Back around 1970, a fellow named George Wray had settled in American Samoa and founded South Pacific Island Airways. Initially, SPIA was one small single-engine plane that flew people back and forth between American Samoa and the neighboring island nation of Western Samoa (now called simply Samoa).
Then George took the plunge and went into the serious airline business. He leased a Boeing 707 and suddenly SPIA was in competition with Hawaiian Airlines for traffic between Samoa and Hawaii.
George moved to Honolulu – by then it was the early 80s – and before long he had added another jet and then a third, and SPIA began regular scheduled flights from Honolulu to Guam and Tahiti.

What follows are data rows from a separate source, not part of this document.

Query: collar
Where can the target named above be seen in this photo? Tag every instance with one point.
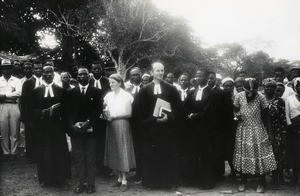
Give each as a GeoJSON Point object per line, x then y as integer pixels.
{"type": "Point", "coordinates": [49, 85]}
{"type": "Point", "coordinates": [202, 88]}
{"type": "Point", "coordinates": [85, 87]}
{"type": "Point", "coordinates": [38, 78]}
{"type": "Point", "coordinates": [98, 79]}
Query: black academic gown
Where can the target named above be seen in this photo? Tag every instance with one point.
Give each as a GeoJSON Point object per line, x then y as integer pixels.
{"type": "Point", "coordinates": [160, 166]}
{"type": "Point", "coordinates": [100, 126]}
{"type": "Point", "coordinates": [30, 135]}
{"type": "Point", "coordinates": [136, 129]}
{"type": "Point", "coordinates": [200, 156]}
{"type": "Point", "coordinates": [52, 151]}
{"type": "Point", "coordinates": [225, 131]}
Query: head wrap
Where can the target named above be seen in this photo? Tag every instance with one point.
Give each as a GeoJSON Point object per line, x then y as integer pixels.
{"type": "Point", "coordinates": [227, 79]}
{"type": "Point", "coordinates": [146, 75]}
{"type": "Point", "coordinates": [136, 69]}
{"type": "Point", "coordinates": [251, 86]}
{"type": "Point", "coordinates": [240, 79]}
{"type": "Point", "coordinates": [118, 78]}
{"type": "Point", "coordinates": [296, 81]}
{"type": "Point", "coordinates": [269, 81]}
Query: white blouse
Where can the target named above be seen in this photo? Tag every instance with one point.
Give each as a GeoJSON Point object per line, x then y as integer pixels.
{"type": "Point", "coordinates": [118, 104]}
{"type": "Point", "coordinates": [292, 108]}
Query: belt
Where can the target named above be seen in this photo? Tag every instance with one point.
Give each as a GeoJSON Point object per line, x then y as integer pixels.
{"type": "Point", "coordinates": [9, 101]}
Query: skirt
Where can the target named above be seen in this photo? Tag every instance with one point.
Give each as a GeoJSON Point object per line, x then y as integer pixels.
{"type": "Point", "coordinates": [253, 152]}
{"type": "Point", "coordinates": [119, 151]}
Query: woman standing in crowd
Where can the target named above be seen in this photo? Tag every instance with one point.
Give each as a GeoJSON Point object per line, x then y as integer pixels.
{"type": "Point", "coordinates": [253, 152]}
{"type": "Point", "coordinates": [119, 151]}
{"type": "Point", "coordinates": [292, 104]}
{"type": "Point", "coordinates": [277, 122]}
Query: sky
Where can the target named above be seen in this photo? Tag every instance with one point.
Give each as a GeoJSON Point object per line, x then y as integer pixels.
{"type": "Point", "coordinates": [269, 25]}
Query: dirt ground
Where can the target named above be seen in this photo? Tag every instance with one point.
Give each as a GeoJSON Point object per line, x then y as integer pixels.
{"type": "Point", "coordinates": [18, 178]}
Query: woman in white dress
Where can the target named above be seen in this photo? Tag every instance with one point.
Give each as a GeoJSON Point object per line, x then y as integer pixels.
{"type": "Point", "coordinates": [119, 151]}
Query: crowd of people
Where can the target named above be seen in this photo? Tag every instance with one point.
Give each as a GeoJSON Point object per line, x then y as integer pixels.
{"type": "Point", "coordinates": [170, 132]}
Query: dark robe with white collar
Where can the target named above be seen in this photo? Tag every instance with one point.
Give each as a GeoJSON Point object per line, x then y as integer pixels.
{"type": "Point", "coordinates": [160, 140]}
{"type": "Point", "coordinates": [53, 162]}
{"type": "Point", "coordinates": [200, 145]}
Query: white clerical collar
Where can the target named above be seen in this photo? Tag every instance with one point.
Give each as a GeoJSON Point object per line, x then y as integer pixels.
{"type": "Point", "coordinates": [202, 88]}
{"type": "Point", "coordinates": [157, 89]}
{"type": "Point", "coordinates": [97, 83]}
{"type": "Point", "coordinates": [48, 89]}
{"type": "Point", "coordinates": [84, 88]}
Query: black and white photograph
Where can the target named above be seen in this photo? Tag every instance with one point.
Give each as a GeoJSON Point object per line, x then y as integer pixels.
{"type": "Point", "coordinates": [149, 97]}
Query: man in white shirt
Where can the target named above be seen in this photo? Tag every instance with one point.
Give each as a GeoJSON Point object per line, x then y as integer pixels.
{"type": "Point", "coordinates": [279, 75]}
{"type": "Point", "coordinates": [10, 91]}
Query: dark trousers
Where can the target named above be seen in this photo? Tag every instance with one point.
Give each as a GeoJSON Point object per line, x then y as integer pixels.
{"type": "Point", "coordinates": [84, 154]}
{"type": "Point", "coordinates": [30, 141]}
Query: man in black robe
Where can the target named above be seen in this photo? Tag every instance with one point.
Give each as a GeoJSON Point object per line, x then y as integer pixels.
{"type": "Point", "coordinates": [200, 150]}
{"type": "Point", "coordinates": [160, 134]}
{"type": "Point", "coordinates": [28, 86]}
{"type": "Point", "coordinates": [83, 108]}
{"type": "Point", "coordinates": [100, 82]}
{"type": "Point", "coordinates": [52, 150]}
{"type": "Point", "coordinates": [133, 88]}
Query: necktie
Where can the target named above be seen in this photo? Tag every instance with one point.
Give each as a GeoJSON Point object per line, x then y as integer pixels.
{"type": "Point", "coordinates": [97, 84]}
{"type": "Point", "coordinates": [183, 94]}
{"type": "Point", "coordinates": [157, 89]}
{"type": "Point", "coordinates": [48, 91]}
{"type": "Point", "coordinates": [135, 89]}
{"type": "Point", "coordinates": [199, 94]}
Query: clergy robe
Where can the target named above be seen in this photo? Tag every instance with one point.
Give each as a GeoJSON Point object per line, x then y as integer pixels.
{"type": "Point", "coordinates": [30, 134]}
{"type": "Point", "coordinates": [225, 131]}
{"type": "Point", "coordinates": [136, 129]}
{"type": "Point", "coordinates": [52, 150]}
{"type": "Point", "coordinates": [100, 127]}
{"type": "Point", "coordinates": [159, 139]}
{"type": "Point", "coordinates": [200, 148]}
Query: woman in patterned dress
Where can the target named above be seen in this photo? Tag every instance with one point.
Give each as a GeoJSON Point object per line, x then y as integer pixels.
{"type": "Point", "coordinates": [119, 151]}
{"type": "Point", "coordinates": [277, 122]}
{"type": "Point", "coordinates": [292, 104]}
{"type": "Point", "coordinates": [253, 151]}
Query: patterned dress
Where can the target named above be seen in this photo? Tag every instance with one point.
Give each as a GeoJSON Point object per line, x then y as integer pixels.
{"type": "Point", "coordinates": [119, 151]}
{"type": "Point", "coordinates": [253, 152]}
{"type": "Point", "coordinates": [276, 109]}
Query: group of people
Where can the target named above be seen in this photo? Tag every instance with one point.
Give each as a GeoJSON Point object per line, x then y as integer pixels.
{"type": "Point", "coordinates": [171, 133]}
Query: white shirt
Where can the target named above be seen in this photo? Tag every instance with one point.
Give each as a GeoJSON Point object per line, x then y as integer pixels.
{"type": "Point", "coordinates": [135, 89]}
{"type": "Point", "coordinates": [157, 89]}
{"type": "Point", "coordinates": [38, 81]}
{"type": "Point", "coordinates": [97, 83]}
{"type": "Point", "coordinates": [48, 90]}
{"type": "Point", "coordinates": [200, 92]}
{"type": "Point", "coordinates": [292, 108]}
{"type": "Point", "coordinates": [117, 103]}
{"type": "Point", "coordinates": [11, 88]}
{"type": "Point", "coordinates": [288, 91]}
{"type": "Point", "coordinates": [84, 88]}
{"type": "Point", "coordinates": [183, 93]}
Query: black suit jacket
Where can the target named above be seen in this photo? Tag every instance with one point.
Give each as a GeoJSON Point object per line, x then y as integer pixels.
{"type": "Point", "coordinates": [104, 84]}
{"type": "Point", "coordinates": [79, 108]}
{"type": "Point", "coordinates": [27, 88]}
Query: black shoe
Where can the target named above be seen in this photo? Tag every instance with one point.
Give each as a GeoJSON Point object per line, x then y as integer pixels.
{"type": "Point", "coordinates": [90, 189]}
{"type": "Point", "coordinates": [79, 189]}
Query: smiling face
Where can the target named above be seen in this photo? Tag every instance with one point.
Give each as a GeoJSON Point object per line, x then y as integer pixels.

I had started a small advertising agency and we’d acquired several Tahiti hotels as clients, so it was only natural that we would start doing some work for SPIA, too. That’s when I really got to know George.
It’s tough to make a go of it in the airline business, and SPIA was essentially a one-man operation living on the edge. Some of George’s suppliers had put him on a cash basis and on more than one occasion, SPIA flights sat on the tarmac full of passengers — George always referred to them as “social units aloft” — while he ran around town to raise the money to pay for the jet fuel.
That’s about when I led a small group of travel writers on a “fam – or familiarization — trip” to two of the Tahiti hotels we represented. George was participating in the promotion, so we were flown down to Papeete compliments of SPIA.
Meanwhile, George had won a contract with the United Nations for SPIA to fly peacekeeping troops back and forth to the Middle East. A few weeks earlier, one of those charter flights was taking a contingent of Fijian soldiers from Suva to Lebanon. At a refueling stop in Seattle, the co-pilot reported that a special navigational device – required by the FAA for all planes taking the route over the pole – was not working. The captain, an irascible veteran 707 pilot, took the polar route anyway and delivered the 150 Fijians on time to their proper destination. Somehow the authorities learned of the incident and there was a formal inquiry. According to George, the SPIA captain was asked at the hearing how he thought he could get to his destination without the proper navigational equipment. The captain bristled and said, “I figured I’d just keep going straight until we came to Norway and then hang a right.”
That was all the FAA needed to hear and SPIA was grounded instantly, which stranded my little group of writers in Papeete. George flew all of us home — Qantas to Los Angeles and United back to Honolulu — but the other 100-plus “social units” were left to fend for themselves.
No one was really surprised that SPIA disappeared soon after that. George Wray went back to Samoa, but before he left town, he stopped by the agency. He said he came to say good-by. And he paid his bill.